Bareskrim Selidiki Kasus Dugaan Korupsi PTPN XI

12 August 2024 - 21:23 WIB
Dokumentasi Polri

Tribratanews.tribratanews.com - Jakarta. Direktorat Tindak Pidana Korupsi Bareskrim Polri melakukan penyidikan atas dugaan tindak pidana korupsi terkait pekerjaan proyek pengembangan dan modernisasi PG Djatiroto PTPN XI terintegrasi Engineering, Procurement, Construction and Commisioning (EPCC) tahun 2016.

Wakil Direktur Tindak Pidana Korupsi (Wadirtipikor) Bareskrim Polri Kombes. Polz Arief Adiharsa mengatakan, proyek pengembangan dan modernisasi PG Djatiroto PTPN XI terintegrasi Engineering, Procurement, Construction and Commisioning (EPCC) tahun 2016 sudah direncanakan pada 2014. Proyek ini sebagai tindak lanjut program strategis BUMN yang didanai oleh PMN dan dialokasikan pada APBN-P tahun 2015.

“Nnilai kontrak proyek pengadaan tersebut sebesar Rp871 miliar,” ujarnya, Senin (12/8/24).

Ia menyatakan, berdasarkan hasil penyelidikan ditemukan adanya perbuatan melawan hukum pada proses perencanaan, pelelangan, pelaksanaan maupun pembayaran tidak sesuai dengan aturan hukum. Akibatnya, proyek belum selesai dan diduga menimbulkan kerugian negara.

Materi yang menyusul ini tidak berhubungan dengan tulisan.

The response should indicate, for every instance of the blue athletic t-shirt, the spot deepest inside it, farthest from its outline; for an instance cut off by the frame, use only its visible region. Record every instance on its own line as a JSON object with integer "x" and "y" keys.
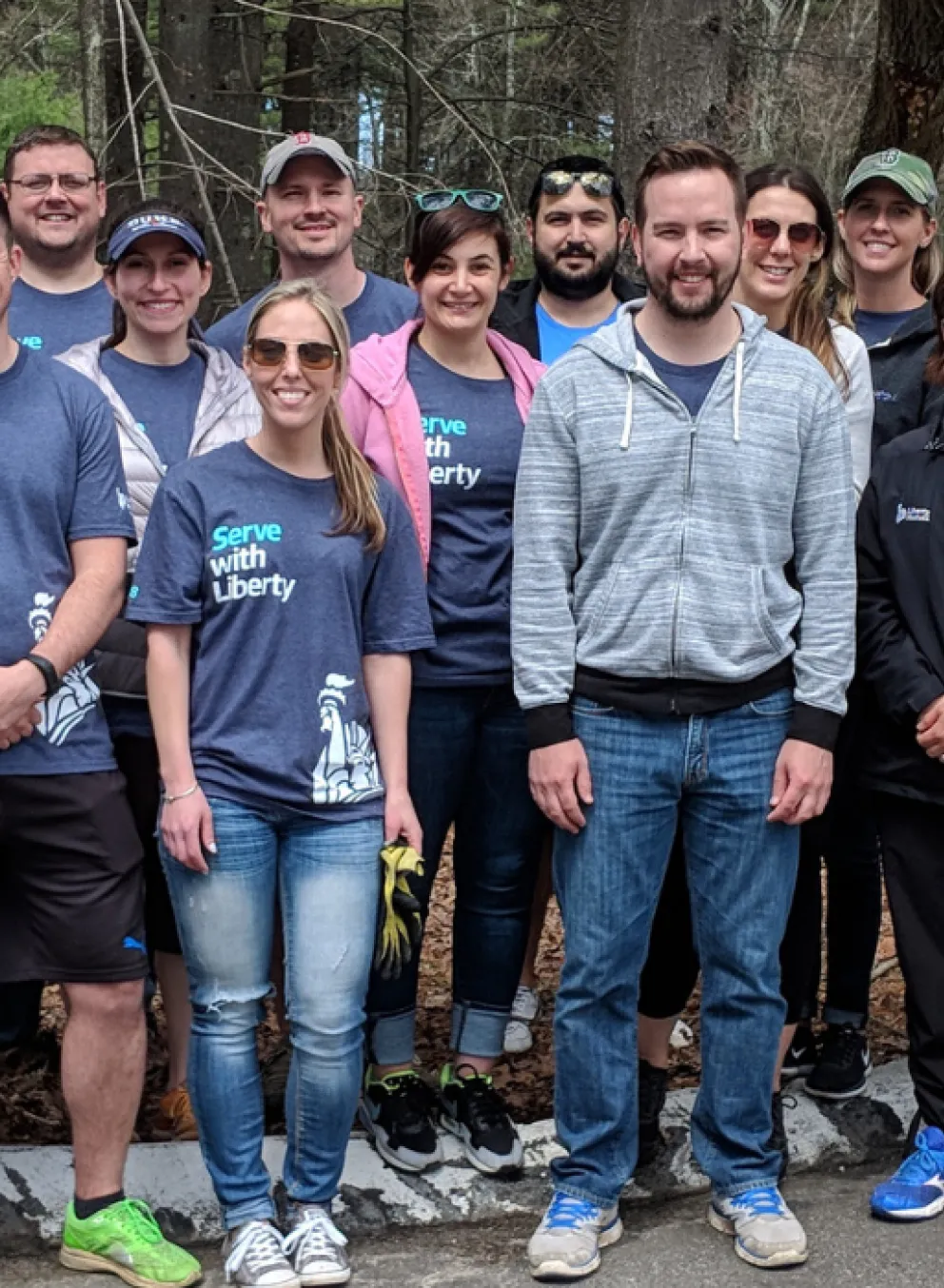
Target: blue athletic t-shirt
{"x": 61, "y": 482}
{"x": 163, "y": 400}
{"x": 689, "y": 382}
{"x": 554, "y": 339}
{"x": 473, "y": 434}
{"x": 877, "y": 327}
{"x": 382, "y": 306}
{"x": 283, "y": 615}
{"x": 53, "y": 323}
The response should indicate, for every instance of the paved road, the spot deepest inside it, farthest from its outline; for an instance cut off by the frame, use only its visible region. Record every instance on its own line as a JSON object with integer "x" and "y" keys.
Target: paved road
{"x": 665, "y": 1247}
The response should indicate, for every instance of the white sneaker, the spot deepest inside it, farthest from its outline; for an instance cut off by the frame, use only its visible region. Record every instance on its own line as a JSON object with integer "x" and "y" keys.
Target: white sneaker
{"x": 317, "y": 1245}
{"x": 765, "y": 1230}
{"x": 255, "y": 1258}
{"x": 567, "y": 1243}
{"x": 518, "y": 1036}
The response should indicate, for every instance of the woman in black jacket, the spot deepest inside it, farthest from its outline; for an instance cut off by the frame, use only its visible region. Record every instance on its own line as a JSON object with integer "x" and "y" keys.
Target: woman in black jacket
{"x": 902, "y": 662}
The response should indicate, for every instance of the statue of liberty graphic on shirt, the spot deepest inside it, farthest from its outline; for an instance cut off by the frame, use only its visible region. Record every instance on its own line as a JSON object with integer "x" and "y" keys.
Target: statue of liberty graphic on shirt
{"x": 79, "y": 692}
{"x": 346, "y": 770}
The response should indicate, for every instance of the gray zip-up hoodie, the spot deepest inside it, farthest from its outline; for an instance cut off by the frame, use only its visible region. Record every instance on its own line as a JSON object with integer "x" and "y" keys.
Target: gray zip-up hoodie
{"x": 649, "y": 545}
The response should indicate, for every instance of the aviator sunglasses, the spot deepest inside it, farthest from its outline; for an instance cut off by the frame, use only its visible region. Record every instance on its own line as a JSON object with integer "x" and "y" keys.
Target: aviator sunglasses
{"x": 313, "y": 355}
{"x": 595, "y": 183}
{"x": 801, "y": 236}
{"x": 441, "y": 199}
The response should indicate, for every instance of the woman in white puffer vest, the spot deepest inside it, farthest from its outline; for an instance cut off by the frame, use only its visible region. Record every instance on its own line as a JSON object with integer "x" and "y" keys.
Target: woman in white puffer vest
{"x": 173, "y": 397}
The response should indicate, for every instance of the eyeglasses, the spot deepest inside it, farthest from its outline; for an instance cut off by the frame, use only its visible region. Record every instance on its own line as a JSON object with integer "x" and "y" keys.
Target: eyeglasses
{"x": 476, "y": 199}
{"x": 595, "y": 183}
{"x": 313, "y": 355}
{"x": 801, "y": 236}
{"x": 39, "y": 183}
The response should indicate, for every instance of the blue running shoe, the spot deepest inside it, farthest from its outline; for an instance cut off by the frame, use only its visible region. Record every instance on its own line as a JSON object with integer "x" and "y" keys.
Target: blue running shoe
{"x": 915, "y": 1192}
{"x": 567, "y": 1243}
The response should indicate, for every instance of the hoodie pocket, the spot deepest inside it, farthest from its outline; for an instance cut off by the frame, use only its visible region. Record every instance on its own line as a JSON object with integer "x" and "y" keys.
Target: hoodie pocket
{"x": 725, "y": 629}
{"x": 629, "y": 618}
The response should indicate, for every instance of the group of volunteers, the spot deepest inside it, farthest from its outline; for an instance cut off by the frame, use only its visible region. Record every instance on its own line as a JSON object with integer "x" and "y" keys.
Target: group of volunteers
{"x": 563, "y": 568}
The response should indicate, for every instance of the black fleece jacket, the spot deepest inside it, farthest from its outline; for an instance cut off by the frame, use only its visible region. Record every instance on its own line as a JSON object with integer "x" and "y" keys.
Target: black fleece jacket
{"x": 900, "y": 554}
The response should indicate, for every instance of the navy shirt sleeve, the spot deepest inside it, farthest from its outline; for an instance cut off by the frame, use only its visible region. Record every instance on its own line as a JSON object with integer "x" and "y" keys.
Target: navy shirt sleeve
{"x": 99, "y": 502}
{"x": 167, "y": 577}
{"x": 396, "y": 612}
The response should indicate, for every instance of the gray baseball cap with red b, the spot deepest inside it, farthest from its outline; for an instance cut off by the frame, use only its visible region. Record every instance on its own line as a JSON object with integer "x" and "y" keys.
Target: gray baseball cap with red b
{"x": 305, "y": 145}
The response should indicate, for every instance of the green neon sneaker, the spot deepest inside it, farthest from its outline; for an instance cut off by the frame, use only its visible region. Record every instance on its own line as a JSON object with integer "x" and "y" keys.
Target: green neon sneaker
{"x": 125, "y": 1240}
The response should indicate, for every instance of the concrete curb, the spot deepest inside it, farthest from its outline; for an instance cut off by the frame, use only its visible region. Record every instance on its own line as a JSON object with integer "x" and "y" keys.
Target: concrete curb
{"x": 36, "y": 1181}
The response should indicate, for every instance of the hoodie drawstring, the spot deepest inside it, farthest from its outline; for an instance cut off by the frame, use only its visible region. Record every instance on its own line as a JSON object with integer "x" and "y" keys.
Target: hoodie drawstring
{"x": 738, "y": 382}
{"x": 627, "y": 418}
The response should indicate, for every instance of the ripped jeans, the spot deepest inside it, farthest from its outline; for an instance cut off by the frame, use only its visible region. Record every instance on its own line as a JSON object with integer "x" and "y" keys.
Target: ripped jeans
{"x": 327, "y": 877}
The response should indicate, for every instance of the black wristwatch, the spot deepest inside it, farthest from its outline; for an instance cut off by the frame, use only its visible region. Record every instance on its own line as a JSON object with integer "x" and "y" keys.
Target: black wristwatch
{"x": 49, "y": 673}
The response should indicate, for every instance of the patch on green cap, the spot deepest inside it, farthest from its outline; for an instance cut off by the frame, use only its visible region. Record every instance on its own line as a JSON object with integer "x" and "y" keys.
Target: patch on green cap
{"x": 908, "y": 173}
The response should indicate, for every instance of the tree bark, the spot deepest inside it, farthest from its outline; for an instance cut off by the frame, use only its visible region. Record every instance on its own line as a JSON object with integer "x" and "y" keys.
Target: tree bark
{"x": 299, "y": 66}
{"x": 906, "y": 107}
{"x": 91, "y": 31}
{"x": 671, "y": 76}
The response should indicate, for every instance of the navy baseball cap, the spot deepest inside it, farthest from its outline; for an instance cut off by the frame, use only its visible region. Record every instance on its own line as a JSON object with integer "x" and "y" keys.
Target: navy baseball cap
{"x": 153, "y": 222}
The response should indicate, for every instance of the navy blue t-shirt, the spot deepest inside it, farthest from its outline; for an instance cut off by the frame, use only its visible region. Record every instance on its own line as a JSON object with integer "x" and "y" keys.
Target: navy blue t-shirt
{"x": 283, "y": 614}
{"x": 382, "y": 306}
{"x": 877, "y": 327}
{"x": 689, "y": 382}
{"x": 473, "y": 433}
{"x": 554, "y": 339}
{"x": 61, "y": 482}
{"x": 53, "y": 323}
{"x": 163, "y": 400}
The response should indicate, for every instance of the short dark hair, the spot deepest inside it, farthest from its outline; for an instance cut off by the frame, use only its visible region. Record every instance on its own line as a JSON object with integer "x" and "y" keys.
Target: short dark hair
{"x": 47, "y": 135}
{"x": 6, "y": 225}
{"x": 681, "y": 157}
{"x": 433, "y": 235}
{"x": 579, "y": 164}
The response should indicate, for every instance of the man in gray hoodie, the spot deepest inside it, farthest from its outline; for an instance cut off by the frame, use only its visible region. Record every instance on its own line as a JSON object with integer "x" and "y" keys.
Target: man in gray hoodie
{"x": 682, "y": 635}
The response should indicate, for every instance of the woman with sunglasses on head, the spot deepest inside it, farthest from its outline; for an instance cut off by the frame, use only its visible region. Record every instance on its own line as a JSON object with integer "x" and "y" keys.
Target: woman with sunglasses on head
{"x": 888, "y": 262}
{"x": 283, "y": 588}
{"x": 173, "y": 397}
{"x": 438, "y": 407}
{"x": 784, "y": 276}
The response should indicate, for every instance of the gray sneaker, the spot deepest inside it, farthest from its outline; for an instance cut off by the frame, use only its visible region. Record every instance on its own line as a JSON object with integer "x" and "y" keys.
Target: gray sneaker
{"x": 316, "y": 1247}
{"x": 255, "y": 1258}
{"x": 567, "y": 1243}
{"x": 765, "y": 1232}
{"x": 518, "y": 1036}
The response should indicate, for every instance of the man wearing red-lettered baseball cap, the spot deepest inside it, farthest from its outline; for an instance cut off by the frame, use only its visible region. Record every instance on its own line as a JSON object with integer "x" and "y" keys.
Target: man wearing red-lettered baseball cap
{"x": 309, "y": 204}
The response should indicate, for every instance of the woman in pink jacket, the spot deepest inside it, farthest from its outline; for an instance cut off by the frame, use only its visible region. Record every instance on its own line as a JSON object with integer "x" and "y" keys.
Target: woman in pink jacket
{"x": 438, "y": 407}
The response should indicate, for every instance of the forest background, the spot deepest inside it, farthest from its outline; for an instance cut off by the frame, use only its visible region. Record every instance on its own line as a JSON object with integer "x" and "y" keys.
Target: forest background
{"x": 183, "y": 97}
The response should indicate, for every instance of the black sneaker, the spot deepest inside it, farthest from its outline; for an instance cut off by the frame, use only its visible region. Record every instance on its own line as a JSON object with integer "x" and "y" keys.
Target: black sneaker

Baca Juga: Rakor Lintas Sektoral di Jateng: Menguatkan Sinergi Hadapi Tantangan Pilkada 2024

Dijelaskannya, anggaran untuk pembiayaan proyek EPCC PG Djatiroto Lumajang tak tersedia sepenuhnya sesuai dengan nilai kontrak sampai kontrak ditandatangani. Kemudian, Direktur Utama PTPN XI inisial DP dan Direktur Perencanaan dan Pengembangan Bisnis PTPN XI inisial AT jauh sebelum lelang dilaksanakan sudah berkomunikasi intens dan menjalin kerja sama untuk meloloskan KSO Hutama-Eurrosiatic-Uttam sebagai penyedia untuk proyek pekerjaan konstruksi terintegrasi EPCC pengembangan dan modernisasi PG Djatiroto Lumajang PTPN XI tahun 2016.

Direktur Perencanaan dan Pengembangan Bisnis PTPN XI inisial AT meminta panitia lelang untuk membuka lelang sedangkan HPS masih diriview oleh tim konsultan PMC. Panitia lelang pun tetap melanjutkan lelang padahal prakualifikasi hanya 1 PT WIKA yang memenuhi syarat.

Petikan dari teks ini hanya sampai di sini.